Tools can be provided at different levels:

# To a specific task
task_result = marvin.run("Check the weather", tools=[get_weather])

# To an agent (available for all tasks the agent performs)
weather_agent = marvin.Agent(
    name="WeatherBot",
    instructions="You provide weather information",
    tools=[get_weather, get_forecast]
)

# To a thread (available for all tasks in the thread)
with marvin.Thread() as thread:
    thread.tools = [get_weather, get_forecast]
    marvin.run("What's the weather like?")
    marvin.run("Will it rain tomorrow?")

Context: Providing Additional Information

Context is additional information you provide to a task or agent to help it generate better responses.

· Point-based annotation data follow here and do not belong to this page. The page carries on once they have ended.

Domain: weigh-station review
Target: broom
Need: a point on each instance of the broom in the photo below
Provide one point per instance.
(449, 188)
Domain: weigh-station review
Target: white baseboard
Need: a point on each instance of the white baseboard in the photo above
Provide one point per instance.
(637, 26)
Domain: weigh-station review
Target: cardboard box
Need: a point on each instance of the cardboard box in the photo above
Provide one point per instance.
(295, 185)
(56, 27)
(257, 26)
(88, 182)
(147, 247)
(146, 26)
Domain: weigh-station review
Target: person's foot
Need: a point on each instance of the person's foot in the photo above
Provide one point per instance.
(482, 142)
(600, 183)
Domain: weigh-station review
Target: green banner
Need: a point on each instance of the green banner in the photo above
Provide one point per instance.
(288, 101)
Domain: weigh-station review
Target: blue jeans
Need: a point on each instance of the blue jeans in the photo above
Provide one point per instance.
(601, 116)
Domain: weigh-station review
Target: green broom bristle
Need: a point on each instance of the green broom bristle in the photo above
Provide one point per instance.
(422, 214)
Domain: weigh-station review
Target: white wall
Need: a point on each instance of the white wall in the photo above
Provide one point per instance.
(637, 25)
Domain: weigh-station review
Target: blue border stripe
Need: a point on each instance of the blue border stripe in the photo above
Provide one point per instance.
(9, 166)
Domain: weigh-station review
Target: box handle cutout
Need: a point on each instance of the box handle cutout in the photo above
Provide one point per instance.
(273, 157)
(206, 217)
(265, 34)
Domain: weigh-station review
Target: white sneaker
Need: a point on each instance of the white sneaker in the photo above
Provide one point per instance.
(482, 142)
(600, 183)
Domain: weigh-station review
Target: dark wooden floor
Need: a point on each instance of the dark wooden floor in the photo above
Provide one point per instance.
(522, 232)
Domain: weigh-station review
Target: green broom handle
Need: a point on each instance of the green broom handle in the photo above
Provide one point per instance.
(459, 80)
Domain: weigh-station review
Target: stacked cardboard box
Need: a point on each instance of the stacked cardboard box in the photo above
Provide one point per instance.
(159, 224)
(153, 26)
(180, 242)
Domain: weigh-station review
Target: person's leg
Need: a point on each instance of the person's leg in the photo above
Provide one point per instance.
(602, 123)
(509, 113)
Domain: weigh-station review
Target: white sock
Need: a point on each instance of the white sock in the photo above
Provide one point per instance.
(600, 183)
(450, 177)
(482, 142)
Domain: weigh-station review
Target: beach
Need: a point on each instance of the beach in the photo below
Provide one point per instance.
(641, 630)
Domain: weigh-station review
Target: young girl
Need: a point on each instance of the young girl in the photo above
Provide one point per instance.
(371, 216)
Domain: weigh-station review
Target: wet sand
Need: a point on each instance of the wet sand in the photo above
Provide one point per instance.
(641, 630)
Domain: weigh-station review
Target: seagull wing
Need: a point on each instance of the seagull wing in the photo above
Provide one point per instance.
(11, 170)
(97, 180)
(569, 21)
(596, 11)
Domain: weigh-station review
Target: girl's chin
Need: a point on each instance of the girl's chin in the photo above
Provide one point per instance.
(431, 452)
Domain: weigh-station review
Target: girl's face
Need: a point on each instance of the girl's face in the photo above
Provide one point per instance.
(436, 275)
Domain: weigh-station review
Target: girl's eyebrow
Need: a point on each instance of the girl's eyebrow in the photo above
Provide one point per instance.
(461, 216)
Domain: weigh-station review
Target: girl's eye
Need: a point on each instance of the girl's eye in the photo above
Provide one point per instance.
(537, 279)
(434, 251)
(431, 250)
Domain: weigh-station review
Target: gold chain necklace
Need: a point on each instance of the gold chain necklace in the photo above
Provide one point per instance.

Unlike tools (which are functions the agent can call), context is static data that informs the agent’s understanding.

import marvin

# Provide context to a task
response = marvin.run(
    "Summarize the patient's condition",
    context={
        "medical_records": "Patient presents with fever (101.2°F), cough, and fatigue...",
        "patient_history": "42-year-old male with history of asthma...",
        "lab_results": "White blood cell count elevated at 12,000..."
    }
)

Context can include:

  • Background information
  • User preferences or history
  • Data to analyze or reference
  • Previous conversation history
  • System state or configuration

Using Context Effectively

For best results with context:

  1. Be selective: Include only relevant information to avoid overwhelming the agent
  2. Structure appropriately: Organize complex context into clear sections
  3. Use descriptive keys: Name context variables clearly so the agent understands what each piece represents
# Example of well-structured context
context = {
    "user_profile": {
        "name": "Alex",
        "preferences": ["science fiction", "technology", "hiking"],
        "reading_level": "advanced"
    },
    "previous_recommendations": [
        "The Three-Body Problem",
        "Project Hail Mary"
    ]
}

recommendation = marvin.run(
    "Recommend a book Alex might enjoy",
    context=context
)

Context in Prompts

You can reference context directly in your prompts using string formatting:

import marvin

user_data = {"name": "Jamie", "goal": "lose weight"}

plan = marvin.run(
    "Create a fitness plan for {name} who wants to {goal}",
    context=user_data
)

Combining Tools and Context

Tools and context work together to create powerful AI workflows:

import marvin
import pandas as pd

def analyze_data(data: list[dict]) -> dict:
    """Analyze the provided data and return statistics."""
    df = pd.DataFrame(data)
    return {
        "mean": df.mean().to_dict(),
        "median": df.median().to_dict(),
        "correlation": df.corr().to_dict()
    }

# Combine tools and context
sales_data = [
    {"product": "A", "price": 10, "units": 100},
    {"product": "B", "price": 15, "units": 50},
    # ...more data
]

analysis = marvin.run(
    "Analyze our sales data and recommend pricing strategy",
    tools=[analyze_data],
    context={
        "sales_data": sales_data,
        "business_goal": "Increase revenue by 20% this quarter",
        "competitor_prices": {"A": 12, "B": 14}
    }
)

In this example:

  • The context provides the data and business information
  • The tool gives the agent the ability to perform statistical analysis
  • Together, they enable the agent to make informed recommendations

Best Practices

  • Security: Only provide tools that you’re comfortable with the agent using
  • Error handling: Ensure tools handle errors gracefully and provide helpful error messages
  • Complexity: Start with simple tools and context, then add complexity as needed
  • Testing: Test your tools independently before providing them to agents
  • Observability: Monitor tool usage to understand how agents are using them

By effectively combining tools and context, you can create AI workflows that leverage both the reasoning capabilities of large language models and the precision of traditional code.